Clarification: GradNorm implementation

Question

Clarification: GradNorm implementation

jeffbaena opened this issue 5 years ago · 1 comments

Dear authors,
thanks for your great work! I am going trough your implementation of gradnorm. I am reproducing your code for another task (optical flow estimation).

Is there any workaround to avoid using retain graph = True when doing backward?
Why do we also need to retain the graph when calculating the partial "derivative?"

    # compute and retain gradients
    total_weighted_loss.backward(retain_graph=True)
    
    # GRADNORM - learn the weights for each tasks gradients
    
    # zero the w_i(t) gradients since we want to update the weights using gradnorm loss
    self.weights.grad = 0.0 * self.weights.grad
    
    W = list(self.model.mtn.shared_block.parameters())
    norms = []
    
    for w_i, L_i in zip(self.weights, task_losses):
        # gradient of L_i(t) w.r.t. W
        gLgW = torch.autograd.grad(L_i, W, retain_graph=True)
        
        # G^{(i)}_W(t)
        norms.append(torch.norm(w_i * gLgW[0]))
    
    norms = torch.stack(norms)

this leads to an out of memory issue which I am not able to avoid, did you face a similar problem?

Thanks,
Stefano

Answer 1 · 2020-03-25T19:15:13.000Z

Hi Stefano,

With retain_graph=False, PyTorch will free parts of the computational graph on-the-fly as they become unneeded during backpropagation. This results in a lower peak memory usage than retain_graph=True, where the computational graph is not freed at all, and we thus have to keep both the computational graph and the resulting gradients in memory.

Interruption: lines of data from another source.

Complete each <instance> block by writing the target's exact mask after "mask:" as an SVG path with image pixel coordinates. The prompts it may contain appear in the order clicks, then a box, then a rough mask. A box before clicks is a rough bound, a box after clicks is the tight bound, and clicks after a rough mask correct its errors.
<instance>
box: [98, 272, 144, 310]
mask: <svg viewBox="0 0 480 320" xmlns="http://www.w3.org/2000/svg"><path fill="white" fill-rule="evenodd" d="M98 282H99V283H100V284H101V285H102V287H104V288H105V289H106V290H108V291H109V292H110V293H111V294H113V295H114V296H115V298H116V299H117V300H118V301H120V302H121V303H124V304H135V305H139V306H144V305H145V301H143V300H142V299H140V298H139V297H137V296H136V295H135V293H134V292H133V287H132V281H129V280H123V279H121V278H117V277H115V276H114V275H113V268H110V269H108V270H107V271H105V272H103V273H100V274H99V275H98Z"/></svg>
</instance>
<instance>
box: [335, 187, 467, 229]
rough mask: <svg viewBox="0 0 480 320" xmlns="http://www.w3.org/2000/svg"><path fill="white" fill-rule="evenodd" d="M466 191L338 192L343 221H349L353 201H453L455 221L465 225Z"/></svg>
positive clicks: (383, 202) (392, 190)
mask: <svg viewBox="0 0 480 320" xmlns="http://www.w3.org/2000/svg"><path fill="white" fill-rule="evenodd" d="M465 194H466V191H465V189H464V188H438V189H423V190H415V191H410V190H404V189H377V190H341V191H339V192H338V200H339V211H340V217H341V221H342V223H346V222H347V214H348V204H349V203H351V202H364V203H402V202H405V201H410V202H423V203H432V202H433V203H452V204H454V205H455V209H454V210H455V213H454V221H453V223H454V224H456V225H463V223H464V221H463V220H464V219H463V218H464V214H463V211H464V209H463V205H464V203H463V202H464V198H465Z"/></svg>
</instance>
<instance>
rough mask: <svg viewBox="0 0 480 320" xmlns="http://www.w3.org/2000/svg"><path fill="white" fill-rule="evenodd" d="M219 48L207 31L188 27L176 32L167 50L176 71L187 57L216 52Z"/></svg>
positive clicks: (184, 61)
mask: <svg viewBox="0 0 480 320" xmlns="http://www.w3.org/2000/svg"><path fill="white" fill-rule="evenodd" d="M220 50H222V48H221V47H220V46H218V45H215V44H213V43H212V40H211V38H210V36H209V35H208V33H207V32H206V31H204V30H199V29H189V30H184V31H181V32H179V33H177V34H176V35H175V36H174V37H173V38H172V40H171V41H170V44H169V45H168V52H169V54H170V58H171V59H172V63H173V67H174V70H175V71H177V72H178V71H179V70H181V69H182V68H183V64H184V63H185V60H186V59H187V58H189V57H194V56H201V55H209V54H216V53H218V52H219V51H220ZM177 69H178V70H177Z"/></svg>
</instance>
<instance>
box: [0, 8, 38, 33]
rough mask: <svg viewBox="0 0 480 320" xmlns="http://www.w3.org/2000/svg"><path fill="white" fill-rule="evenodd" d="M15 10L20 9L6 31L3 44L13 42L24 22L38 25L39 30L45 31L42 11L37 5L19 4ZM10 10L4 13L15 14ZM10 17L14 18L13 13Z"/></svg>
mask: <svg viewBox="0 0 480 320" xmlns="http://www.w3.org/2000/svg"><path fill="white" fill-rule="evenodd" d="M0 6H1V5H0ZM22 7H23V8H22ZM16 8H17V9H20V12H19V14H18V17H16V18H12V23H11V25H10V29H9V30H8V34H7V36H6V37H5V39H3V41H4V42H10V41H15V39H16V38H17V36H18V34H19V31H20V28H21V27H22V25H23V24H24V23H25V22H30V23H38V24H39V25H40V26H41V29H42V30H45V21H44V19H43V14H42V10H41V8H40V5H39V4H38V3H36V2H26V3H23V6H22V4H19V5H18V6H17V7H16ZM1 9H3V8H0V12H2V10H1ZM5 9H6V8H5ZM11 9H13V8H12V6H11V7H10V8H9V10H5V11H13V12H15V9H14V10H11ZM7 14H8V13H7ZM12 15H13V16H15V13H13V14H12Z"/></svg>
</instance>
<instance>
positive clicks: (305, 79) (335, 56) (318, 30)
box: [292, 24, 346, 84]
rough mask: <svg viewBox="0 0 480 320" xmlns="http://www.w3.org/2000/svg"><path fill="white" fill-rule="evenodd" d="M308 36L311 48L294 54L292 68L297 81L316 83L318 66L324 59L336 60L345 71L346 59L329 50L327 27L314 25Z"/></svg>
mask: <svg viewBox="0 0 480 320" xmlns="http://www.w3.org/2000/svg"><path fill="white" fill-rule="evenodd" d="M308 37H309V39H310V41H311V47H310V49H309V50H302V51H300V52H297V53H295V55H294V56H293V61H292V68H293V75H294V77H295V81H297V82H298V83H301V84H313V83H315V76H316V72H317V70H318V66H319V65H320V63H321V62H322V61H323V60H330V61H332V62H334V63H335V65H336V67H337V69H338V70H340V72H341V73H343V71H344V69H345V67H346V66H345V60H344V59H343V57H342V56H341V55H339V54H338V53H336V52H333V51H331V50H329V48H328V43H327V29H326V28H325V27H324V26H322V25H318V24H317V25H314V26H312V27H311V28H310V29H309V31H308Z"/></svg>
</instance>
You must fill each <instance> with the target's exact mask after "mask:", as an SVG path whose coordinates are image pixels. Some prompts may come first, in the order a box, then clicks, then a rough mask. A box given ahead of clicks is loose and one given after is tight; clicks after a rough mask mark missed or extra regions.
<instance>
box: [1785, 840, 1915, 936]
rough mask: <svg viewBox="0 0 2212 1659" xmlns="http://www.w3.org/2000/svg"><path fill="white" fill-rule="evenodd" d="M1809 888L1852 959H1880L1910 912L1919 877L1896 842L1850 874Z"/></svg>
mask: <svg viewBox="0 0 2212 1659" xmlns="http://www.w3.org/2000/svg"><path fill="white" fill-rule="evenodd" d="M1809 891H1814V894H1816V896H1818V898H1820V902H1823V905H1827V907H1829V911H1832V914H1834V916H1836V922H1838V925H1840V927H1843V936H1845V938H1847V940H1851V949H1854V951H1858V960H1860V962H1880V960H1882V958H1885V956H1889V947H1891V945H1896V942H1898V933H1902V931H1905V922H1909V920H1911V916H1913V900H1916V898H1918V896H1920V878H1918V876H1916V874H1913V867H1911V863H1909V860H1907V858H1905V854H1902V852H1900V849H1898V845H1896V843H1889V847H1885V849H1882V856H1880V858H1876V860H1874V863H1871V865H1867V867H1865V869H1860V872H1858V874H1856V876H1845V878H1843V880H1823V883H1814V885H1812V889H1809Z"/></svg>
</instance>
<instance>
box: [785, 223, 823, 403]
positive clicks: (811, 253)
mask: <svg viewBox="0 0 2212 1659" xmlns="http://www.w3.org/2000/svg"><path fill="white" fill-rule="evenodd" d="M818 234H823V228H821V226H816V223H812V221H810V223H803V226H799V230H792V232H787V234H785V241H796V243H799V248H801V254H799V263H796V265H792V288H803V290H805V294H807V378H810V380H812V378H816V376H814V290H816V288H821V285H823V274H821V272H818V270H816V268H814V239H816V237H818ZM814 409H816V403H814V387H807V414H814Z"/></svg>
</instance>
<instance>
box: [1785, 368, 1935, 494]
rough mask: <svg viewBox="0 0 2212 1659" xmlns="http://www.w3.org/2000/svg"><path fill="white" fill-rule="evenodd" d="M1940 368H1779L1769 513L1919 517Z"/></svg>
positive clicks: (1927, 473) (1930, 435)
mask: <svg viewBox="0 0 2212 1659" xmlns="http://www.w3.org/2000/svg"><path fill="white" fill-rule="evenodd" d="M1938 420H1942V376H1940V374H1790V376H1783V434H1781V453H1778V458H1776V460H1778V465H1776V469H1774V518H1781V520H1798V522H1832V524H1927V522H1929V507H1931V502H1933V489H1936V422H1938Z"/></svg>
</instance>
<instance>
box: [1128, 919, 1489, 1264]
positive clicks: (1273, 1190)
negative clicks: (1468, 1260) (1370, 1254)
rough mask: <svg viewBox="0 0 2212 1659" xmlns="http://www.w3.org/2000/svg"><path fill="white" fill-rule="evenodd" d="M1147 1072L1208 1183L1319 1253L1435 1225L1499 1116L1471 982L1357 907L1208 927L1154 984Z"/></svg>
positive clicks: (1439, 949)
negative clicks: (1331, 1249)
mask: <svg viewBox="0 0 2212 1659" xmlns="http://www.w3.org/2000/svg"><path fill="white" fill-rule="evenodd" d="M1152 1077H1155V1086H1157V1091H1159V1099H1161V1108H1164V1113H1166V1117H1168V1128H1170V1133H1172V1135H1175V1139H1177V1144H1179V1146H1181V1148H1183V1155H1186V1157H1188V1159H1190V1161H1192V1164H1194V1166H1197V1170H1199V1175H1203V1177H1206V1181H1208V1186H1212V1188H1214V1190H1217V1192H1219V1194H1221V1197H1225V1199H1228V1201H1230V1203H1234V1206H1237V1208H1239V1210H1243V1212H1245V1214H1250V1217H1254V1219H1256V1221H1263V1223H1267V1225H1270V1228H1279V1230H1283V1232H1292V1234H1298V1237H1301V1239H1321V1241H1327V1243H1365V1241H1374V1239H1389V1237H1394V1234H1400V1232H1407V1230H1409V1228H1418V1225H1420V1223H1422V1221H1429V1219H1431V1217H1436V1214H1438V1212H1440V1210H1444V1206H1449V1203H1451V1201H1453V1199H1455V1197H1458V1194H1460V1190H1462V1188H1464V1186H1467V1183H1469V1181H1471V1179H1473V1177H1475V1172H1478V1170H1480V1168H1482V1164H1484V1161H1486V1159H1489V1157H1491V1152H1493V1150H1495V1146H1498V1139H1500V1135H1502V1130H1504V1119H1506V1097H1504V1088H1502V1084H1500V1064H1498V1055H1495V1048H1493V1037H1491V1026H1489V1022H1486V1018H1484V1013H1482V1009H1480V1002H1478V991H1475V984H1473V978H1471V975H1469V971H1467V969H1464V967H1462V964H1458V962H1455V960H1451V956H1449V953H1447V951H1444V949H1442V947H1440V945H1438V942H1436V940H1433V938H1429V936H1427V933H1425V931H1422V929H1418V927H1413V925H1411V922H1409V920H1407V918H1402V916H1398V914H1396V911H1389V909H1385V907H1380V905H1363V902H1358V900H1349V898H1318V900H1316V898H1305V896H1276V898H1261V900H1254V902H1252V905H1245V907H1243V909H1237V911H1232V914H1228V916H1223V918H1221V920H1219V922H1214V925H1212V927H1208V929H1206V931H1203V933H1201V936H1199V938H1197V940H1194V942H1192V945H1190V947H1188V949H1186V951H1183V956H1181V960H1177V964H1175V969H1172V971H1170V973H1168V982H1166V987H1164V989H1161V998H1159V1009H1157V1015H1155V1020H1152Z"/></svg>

Since we backpropagate through the same computational graph (which is tied to total_weighted_loss) multiple times, we thus have to use retain_graph=True for all gradient computations except for the last one:

self.weights.grad = torch.autograd.grad(grad_norm_loss, self.weights)[0]

However, I was fairly new to PyTorch when writing this code and there does indeed appear to be a way to reduce the peak memory usage! By changing the order of computation so that we perform all the gradnorm related computations first - storing the resulting gradient - then perform a full backward pass without retain_graph=True, and then finally overwrite the weight gradient computed by the backward pass with the gradnorm one, we can let PyTorch free the computational graph-on-the-fly during the memory-intensive backwards pass, like so:

# compute task losses
task_losses = tuple(crit(out, tar) for out, tar, crit in zip(task_outs, targets, self.criterions))
task_losses = torch.stack(task_losses)

# get the sum of weighted losses
weighted_losses = self.weights * task_losses
total_weighted_loss = weighted_losses.sum()

self.optimizer.zero_grad()

# GRADNORM - learn the weights for each tasks gradients

W = list(self.model.mtn.shared_block.parameters())
norms = []

for w_i, L_i in zip(self.weights, task_losses):
    # gradient of L_i(t) w.r.t. W
    gLgW = torch.autograd.grad(L_i, W, retain_graph=True)
    
    # G^{(i)}_W(t)
    norms.append(torch.norm(w_i * gLgW[0]))

norms = torch.stack(norms)

# set L(0)
# if using log(C) init, remove these two lines
if t == 0:
    self.initial_losses = task_losses.detach()

# compute the constant term without recording it in the computational graph
# as it should stay constant during back-propagation
with torch.no_grad():
    
    # loss ratios \curl{L}(t)
    loss_ratios = task_losses / self.initial_losses
    
    # inverse training rate r(t)
    inverse_train_rates = loss_ratios / loss_ratios.mean()
    
    constant_term = norms.mean() * (inverse_train_rates ** self.alpha)

# write out the gradnorm loss L_grad and set the weight gradients
grad_norm_loss = (norms - constant_term).abs().sum()
gweights = torch.autograd.grad(grad_norm_loss, self.weights, retain_graph=True)[0]

# compute and accumulate regular gradients
total_weighted_loss.backward()

# overwrite the gradients computed by backward with the gradnorm ones
self.weights.grad = gweights

# apply gradient descent
self.optimizer.step()

# renormalize the gradient weights
with torch.no_grad():
    
    normalize_coeff = len(self.weights) / self.weights.sum()
    self.weights = self.weights * normalize_coeff

Unfortunately I don't have the time to test this code myself right now, but hopefully it will be useful to you.

Best regards,
Kenny